Vector indexes are almost always mutable. You insert embeddings, update them, delete them—the index reflects current state. This is fine when you’ll never need to query or audit past states, but breaks when retrieval feeds into reasoning.

The moment search results enter an LLM’s context window or guide an agent’s action, the index becomes memory. Memory that overwrites itself cannot be trusted.

The problem

A retrieval-augmented system in production: embeddings are indexed, queries retrieve context, responses are generated. A week later, someone asks why the system returned a particular result. In a mutable index, there’s no answer. The index changed. The embedding model may have been updated. The retrieval state that produced that response no longer exists.

This isn’t theoretical. Any system where retrieval influences outcomes—recommendations, classifications, agent actions—is subject to this failure. The more autonomous the system, the more consequential the gap.

Vectory applies the same copy-on-write model that powers Datahike to HNSW (Hierarchical Navigable Small World) vector indexes. Every insert returns a new index version. Previous versions remain valid and queryable:

// Create and populate
var idx = PersistentVectorIndex.builder()
    .dimensions(1536)
    .storagePath("/var/data/vectors")
    .build();

idx.addBatch(embeddings);
UUID v1 = idx.createSnapshot();

idx.addBatch(moreEmbeddings);
UUID v2 = idx.createSnapshot();

// Both versions remain searchable
var oldIndex = idx.asOf(v1);
oldIndex.search(query, 10);  // original state
idx.search(query, 10);       // current state

The branch() operation is O(1)—it shares structure with the original. Two branches diverge independently without copying data. This makes A/B testing embeddings, bisecting regressions, and maintaining reproducible baselines cheap.

How it works

The core data structure is a PersistentEdgeStore: chunked copy-on-write arrays that hold HNSW graph edges. Layer 0 (the dense bottom layer) uses fixed-size chunks; upper layers use sparse per-node arrays. When you modify the graph, only affected chunks are copied. Unchanged structure is shared.

Vectors themselves live in a memory-mapped store backed by Konserve, so the same index can be persisted to disk, S3, or any pluggable backend. The combination gives you SIMD-accelerated search with full version history and portable storage.

What this enables

Reproducible evaluation: Run the same query against the same index state, get the same results. Compare retrieval quality across embedding models with stable baselines.
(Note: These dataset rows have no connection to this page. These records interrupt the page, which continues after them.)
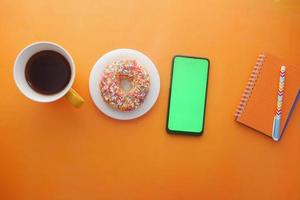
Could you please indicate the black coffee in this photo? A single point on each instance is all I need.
(48, 72)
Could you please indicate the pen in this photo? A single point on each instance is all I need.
(276, 122)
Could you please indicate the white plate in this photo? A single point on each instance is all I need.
(120, 54)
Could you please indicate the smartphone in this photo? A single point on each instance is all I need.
(188, 89)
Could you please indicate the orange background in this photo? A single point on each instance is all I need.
(54, 151)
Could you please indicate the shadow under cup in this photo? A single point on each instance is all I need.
(20, 66)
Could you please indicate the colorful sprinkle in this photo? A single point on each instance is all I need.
(112, 92)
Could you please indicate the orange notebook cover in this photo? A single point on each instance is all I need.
(257, 107)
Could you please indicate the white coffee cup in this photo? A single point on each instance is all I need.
(24, 87)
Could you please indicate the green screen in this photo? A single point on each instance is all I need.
(188, 94)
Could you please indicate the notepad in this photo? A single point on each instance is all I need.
(257, 106)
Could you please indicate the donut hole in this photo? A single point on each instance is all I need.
(126, 84)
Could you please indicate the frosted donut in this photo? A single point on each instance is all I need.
(115, 95)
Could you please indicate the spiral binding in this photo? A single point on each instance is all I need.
(250, 85)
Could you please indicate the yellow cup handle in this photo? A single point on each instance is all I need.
(74, 98)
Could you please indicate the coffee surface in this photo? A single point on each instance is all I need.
(48, 72)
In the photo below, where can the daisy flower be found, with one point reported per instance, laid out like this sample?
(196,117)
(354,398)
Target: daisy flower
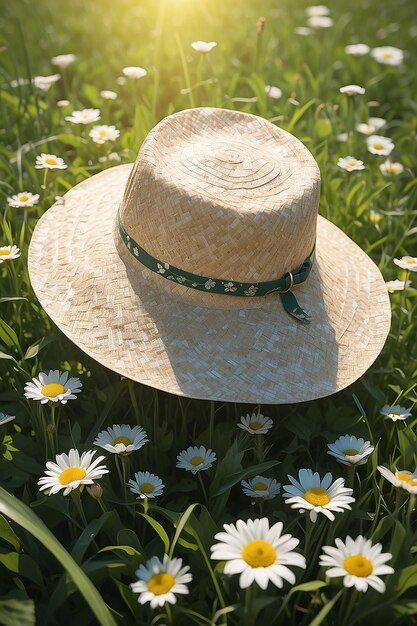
(54,387)
(121,439)
(101,134)
(257,552)
(320,21)
(358,561)
(146,485)
(6,418)
(349,450)
(273,92)
(379,145)
(134,72)
(85,116)
(159,581)
(402,478)
(261,487)
(49,161)
(24,198)
(397,285)
(395,412)
(108,94)
(390,168)
(317,10)
(196,459)
(407,263)
(352,90)
(63,60)
(357,49)
(71,471)
(388,55)
(316,495)
(7,253)
(350,164)
(255,424)
(45,82)
(203,46)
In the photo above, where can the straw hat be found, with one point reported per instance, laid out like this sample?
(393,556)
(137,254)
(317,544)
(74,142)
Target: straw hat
(205,271)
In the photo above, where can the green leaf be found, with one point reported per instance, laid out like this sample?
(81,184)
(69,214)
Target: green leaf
(181,523)
(298,114)
(325,610)
(10,560)
(12,508)
(159,529)
(312,585)
(128,549)
(71,140)
(17,612)
(87,536)
(7,533)
(7,335)
(406,579)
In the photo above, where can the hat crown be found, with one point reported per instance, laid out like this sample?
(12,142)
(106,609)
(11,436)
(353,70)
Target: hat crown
(224,194)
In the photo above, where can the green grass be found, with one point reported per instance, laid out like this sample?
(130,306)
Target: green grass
(108,539)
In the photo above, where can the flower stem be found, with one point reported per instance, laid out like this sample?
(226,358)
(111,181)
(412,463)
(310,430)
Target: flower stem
(168,612)
(212,574)
(350,479)
(200,478)
(259,450)
(76,498)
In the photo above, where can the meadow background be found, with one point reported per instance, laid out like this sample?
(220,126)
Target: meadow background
(110,537)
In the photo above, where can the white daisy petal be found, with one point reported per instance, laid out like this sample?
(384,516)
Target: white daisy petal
(354,561)
(258,552)
(160,581)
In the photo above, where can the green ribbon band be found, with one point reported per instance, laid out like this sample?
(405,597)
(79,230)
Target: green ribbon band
(283,285)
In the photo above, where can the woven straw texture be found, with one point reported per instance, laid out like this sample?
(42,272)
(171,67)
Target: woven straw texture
(222,194)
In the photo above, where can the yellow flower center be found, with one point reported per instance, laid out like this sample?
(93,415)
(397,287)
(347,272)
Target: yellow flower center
(147,488)
(259,487)
(407,478)
(125,440)
(259,553)
(72,473)
(52,390)
(317,496)
(358,565)
(350,452)
(160,583)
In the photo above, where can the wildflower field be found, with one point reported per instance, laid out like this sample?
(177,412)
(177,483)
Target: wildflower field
(122,504)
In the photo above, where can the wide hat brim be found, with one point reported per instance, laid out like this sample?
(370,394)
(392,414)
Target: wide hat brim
(232,349)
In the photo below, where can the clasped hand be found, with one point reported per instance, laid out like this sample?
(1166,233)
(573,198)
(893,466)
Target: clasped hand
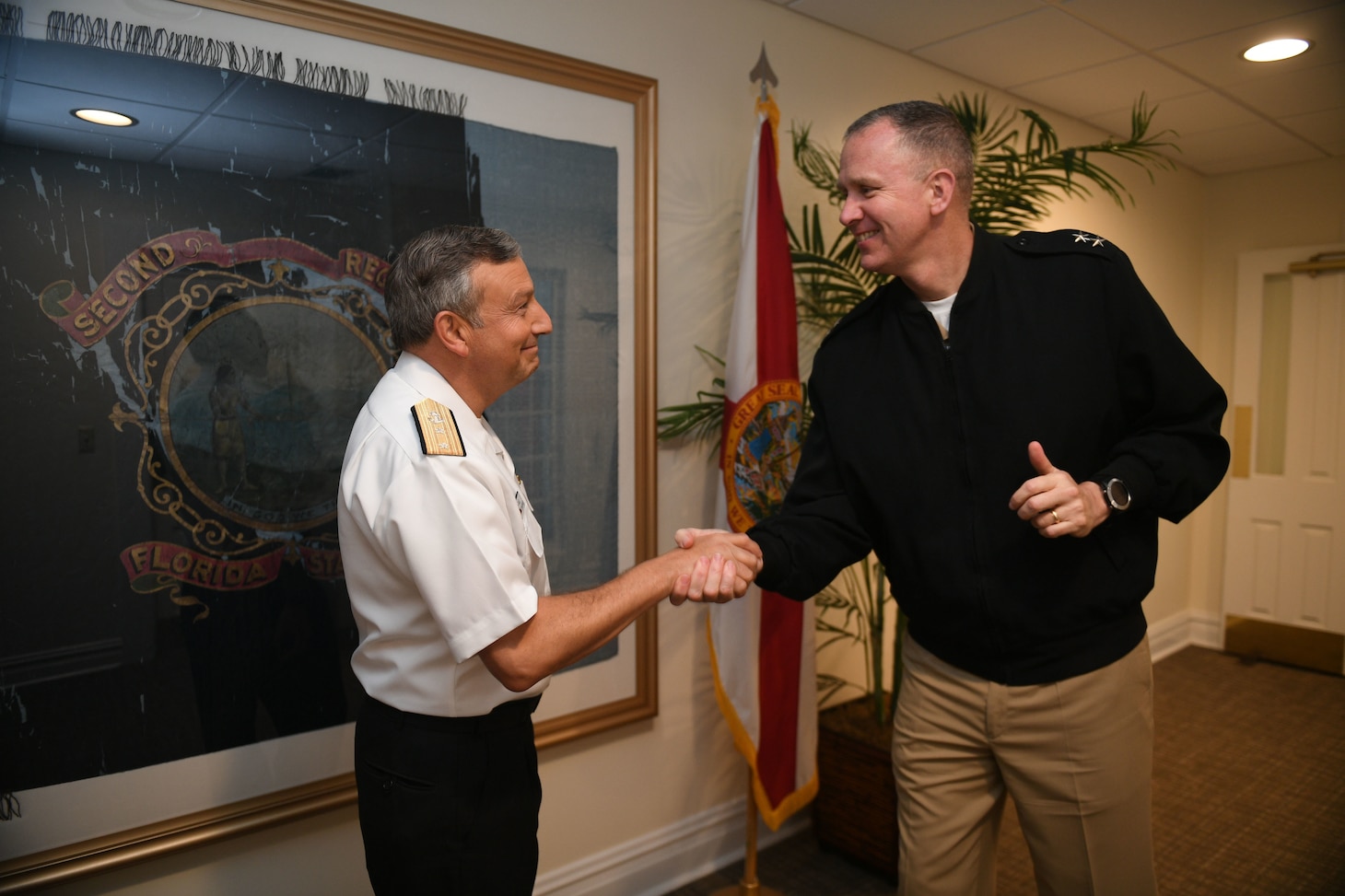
(1055,504)
(722,564)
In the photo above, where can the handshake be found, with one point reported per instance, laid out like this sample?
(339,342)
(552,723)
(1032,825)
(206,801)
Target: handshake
(712,565)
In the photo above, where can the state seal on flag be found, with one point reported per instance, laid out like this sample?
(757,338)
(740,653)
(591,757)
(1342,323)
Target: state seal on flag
(762,443)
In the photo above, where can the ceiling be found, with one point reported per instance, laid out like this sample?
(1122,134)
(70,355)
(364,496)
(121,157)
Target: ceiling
(1093,58)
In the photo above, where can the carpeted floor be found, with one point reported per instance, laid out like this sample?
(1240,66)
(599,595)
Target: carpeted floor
(1248,793)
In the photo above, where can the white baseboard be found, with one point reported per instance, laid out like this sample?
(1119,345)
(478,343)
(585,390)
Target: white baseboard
(1183,630)
(666,858)
(701,844)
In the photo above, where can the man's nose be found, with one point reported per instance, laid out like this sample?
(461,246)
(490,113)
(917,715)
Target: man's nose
(848,213)
(544,321)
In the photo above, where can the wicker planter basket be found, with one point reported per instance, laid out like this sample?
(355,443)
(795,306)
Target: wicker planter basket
(856,809)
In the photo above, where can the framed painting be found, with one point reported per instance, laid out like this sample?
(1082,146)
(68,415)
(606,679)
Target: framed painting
(193,314)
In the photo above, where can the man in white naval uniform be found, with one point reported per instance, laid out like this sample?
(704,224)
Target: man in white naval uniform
(448,586)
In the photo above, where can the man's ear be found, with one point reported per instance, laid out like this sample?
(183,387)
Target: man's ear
(453,332)
(942,184)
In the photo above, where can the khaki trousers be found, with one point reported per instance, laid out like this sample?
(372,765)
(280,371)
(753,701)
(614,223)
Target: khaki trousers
(1076,756)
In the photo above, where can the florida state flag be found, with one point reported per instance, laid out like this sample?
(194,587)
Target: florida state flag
(762,646)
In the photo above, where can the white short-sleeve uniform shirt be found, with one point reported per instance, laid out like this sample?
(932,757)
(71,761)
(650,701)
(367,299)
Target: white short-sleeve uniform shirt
(443,554)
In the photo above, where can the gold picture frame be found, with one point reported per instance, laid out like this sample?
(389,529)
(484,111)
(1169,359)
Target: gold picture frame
(637,97)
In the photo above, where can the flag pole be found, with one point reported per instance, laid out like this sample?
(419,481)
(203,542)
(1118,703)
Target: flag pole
(783,367)
(749,886)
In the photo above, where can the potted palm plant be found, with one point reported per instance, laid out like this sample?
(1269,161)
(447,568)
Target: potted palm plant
(1020,169)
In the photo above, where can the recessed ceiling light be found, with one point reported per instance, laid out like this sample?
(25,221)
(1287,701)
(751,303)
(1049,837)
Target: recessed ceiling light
(1275,50)
(104,117)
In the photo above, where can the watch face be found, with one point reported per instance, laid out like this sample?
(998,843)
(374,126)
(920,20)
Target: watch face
(1117,495)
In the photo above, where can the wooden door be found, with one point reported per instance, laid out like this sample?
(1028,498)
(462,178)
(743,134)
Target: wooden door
(1285,557)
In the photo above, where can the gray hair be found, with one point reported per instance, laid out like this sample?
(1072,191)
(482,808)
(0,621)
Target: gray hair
(931,134)
(433,273)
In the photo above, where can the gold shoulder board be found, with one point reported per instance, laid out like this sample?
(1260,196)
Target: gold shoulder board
(438,429)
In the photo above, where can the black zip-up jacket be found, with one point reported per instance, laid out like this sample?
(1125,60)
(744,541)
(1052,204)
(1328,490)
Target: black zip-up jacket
(916,447)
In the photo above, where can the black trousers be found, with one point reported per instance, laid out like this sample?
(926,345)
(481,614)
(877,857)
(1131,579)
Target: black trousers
(448,806)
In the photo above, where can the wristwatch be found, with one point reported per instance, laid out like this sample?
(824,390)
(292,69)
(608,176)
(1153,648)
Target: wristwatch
(1114,493)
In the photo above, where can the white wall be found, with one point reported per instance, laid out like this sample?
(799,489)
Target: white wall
(637,784)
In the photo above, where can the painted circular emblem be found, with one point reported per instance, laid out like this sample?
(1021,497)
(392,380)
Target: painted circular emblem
(256,405)
(763,439)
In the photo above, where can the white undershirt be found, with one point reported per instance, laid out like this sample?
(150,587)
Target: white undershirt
(942,311)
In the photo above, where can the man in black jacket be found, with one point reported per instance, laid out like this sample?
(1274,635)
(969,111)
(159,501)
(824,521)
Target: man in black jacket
(1003,424)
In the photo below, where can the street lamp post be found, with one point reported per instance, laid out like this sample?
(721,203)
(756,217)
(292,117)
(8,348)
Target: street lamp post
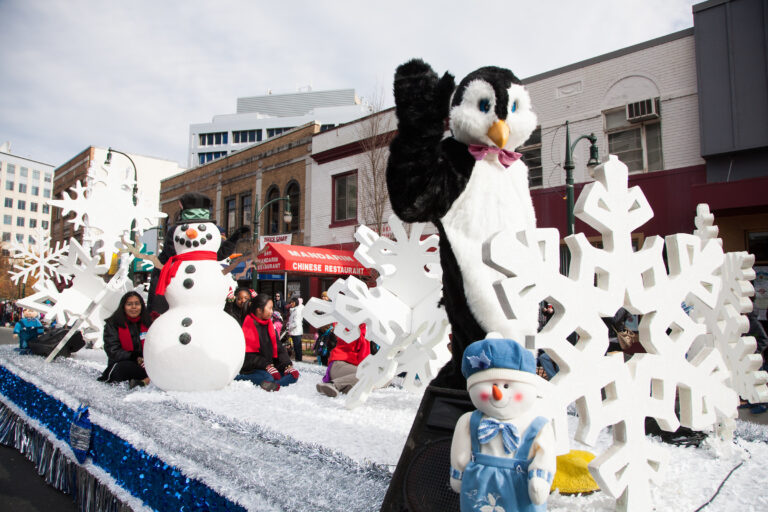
(108,161)
(287,217)
(569,167)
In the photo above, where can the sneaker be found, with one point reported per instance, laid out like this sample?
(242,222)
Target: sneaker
(269,385)
(327,389)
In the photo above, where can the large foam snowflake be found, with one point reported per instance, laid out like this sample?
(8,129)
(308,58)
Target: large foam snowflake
(607,391)
(401,313)
(104,207)
(38,260)
(89,300)
(725,322)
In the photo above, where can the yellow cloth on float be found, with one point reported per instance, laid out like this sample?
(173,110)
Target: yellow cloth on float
(572,476)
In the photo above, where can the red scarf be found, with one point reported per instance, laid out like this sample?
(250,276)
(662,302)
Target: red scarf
(252,342)
(174,262)
(126,341)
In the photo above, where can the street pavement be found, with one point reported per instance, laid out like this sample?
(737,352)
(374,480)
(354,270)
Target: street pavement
(21,488)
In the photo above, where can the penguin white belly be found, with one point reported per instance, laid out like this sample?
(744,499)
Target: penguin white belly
(194,349)
(494,199)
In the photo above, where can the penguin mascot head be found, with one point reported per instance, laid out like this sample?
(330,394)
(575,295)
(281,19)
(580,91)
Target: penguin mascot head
(470,185)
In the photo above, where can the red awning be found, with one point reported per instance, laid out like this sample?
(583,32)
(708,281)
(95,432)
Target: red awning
(312,260)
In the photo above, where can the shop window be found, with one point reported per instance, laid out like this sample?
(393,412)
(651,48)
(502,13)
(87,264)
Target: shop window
(531,151)
(293,193)
(345,197)
(637,144)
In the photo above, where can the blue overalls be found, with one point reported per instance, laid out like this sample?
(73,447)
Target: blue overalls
(499,481)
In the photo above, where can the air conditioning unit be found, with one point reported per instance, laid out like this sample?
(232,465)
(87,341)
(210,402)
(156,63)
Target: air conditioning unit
(643,110)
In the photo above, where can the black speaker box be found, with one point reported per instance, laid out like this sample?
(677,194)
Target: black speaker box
(421,480)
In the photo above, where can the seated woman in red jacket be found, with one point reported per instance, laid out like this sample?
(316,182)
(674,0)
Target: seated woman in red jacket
(266,363)
(342,365)
(124,334)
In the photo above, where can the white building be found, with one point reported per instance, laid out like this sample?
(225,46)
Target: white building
(259,118)
(26,186)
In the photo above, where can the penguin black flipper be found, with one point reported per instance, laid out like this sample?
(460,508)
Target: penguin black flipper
(425,173)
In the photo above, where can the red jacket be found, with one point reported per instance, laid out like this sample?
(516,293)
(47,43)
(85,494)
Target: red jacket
(354,352)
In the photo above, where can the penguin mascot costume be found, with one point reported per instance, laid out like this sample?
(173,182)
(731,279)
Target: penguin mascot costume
(470,185)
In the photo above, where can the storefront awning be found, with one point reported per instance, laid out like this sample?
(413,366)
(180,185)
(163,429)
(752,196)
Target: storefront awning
(310,260)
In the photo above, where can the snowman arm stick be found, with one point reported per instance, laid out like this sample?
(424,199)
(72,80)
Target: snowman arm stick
(131,248)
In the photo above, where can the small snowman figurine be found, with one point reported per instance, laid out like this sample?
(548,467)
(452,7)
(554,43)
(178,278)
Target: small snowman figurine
(195,345)
(502,455)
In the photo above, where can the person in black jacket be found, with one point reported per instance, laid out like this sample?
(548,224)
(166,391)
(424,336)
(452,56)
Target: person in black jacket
(124,334)
(266,363)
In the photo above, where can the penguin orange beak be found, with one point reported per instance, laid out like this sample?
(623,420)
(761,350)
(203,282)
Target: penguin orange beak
(499,133)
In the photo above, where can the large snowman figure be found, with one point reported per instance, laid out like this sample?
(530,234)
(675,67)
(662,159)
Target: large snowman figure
(195,345)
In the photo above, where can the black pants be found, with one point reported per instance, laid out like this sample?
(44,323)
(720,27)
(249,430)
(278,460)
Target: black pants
(122,371)
(297,348)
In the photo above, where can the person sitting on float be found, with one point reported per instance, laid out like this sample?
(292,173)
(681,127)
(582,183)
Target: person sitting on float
(266,363)
(124,334)
(341,375)
(238,308)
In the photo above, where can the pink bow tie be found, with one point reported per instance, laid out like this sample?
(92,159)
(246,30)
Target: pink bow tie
(506,157)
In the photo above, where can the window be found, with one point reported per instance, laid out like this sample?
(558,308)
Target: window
(273,212)
(246,213)
(231,215)
(213,139)
(271,132)
(242,136)
(210,156)
(345,197)
(293,192)
(531,151)
(638,145)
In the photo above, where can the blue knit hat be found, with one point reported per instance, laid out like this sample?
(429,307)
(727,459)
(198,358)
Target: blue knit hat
(492,359)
Safe experimentation: Fork an index, test a new chunking strategy or embedding model, merge or discard. Production state is never at risk.

Auditability: Query the index as it existed at any past instant. Answer “what could the system have retrieved when it made that decision?”

Concurrent access: Readers never block writers. A snapshot is a value you can hand to any number of workers—across threads, processes, or machines—without coordination. Read scaling comes free.

The cost

Immutable indexes have write amplification: inserting a vector touches multiple graph edges, each potentially triggering chunk copies. Storage grows with history.

In practice, this cost is amortized. You don’t create a snapshot for every vector added during a bulk load. The PersistentEdgeStore supports transient mode—mutable during batch insert, immutable at the boundary. Snapshots are created only when a batch commits, and only those become visible to readers. The system can adaptively coarse-grain batches to balance throughput against snapshot granularity.

For RAG, semantic search, and ML experimentation where retrieval must be reproducible and auditable, versioned indexes are the right foundation.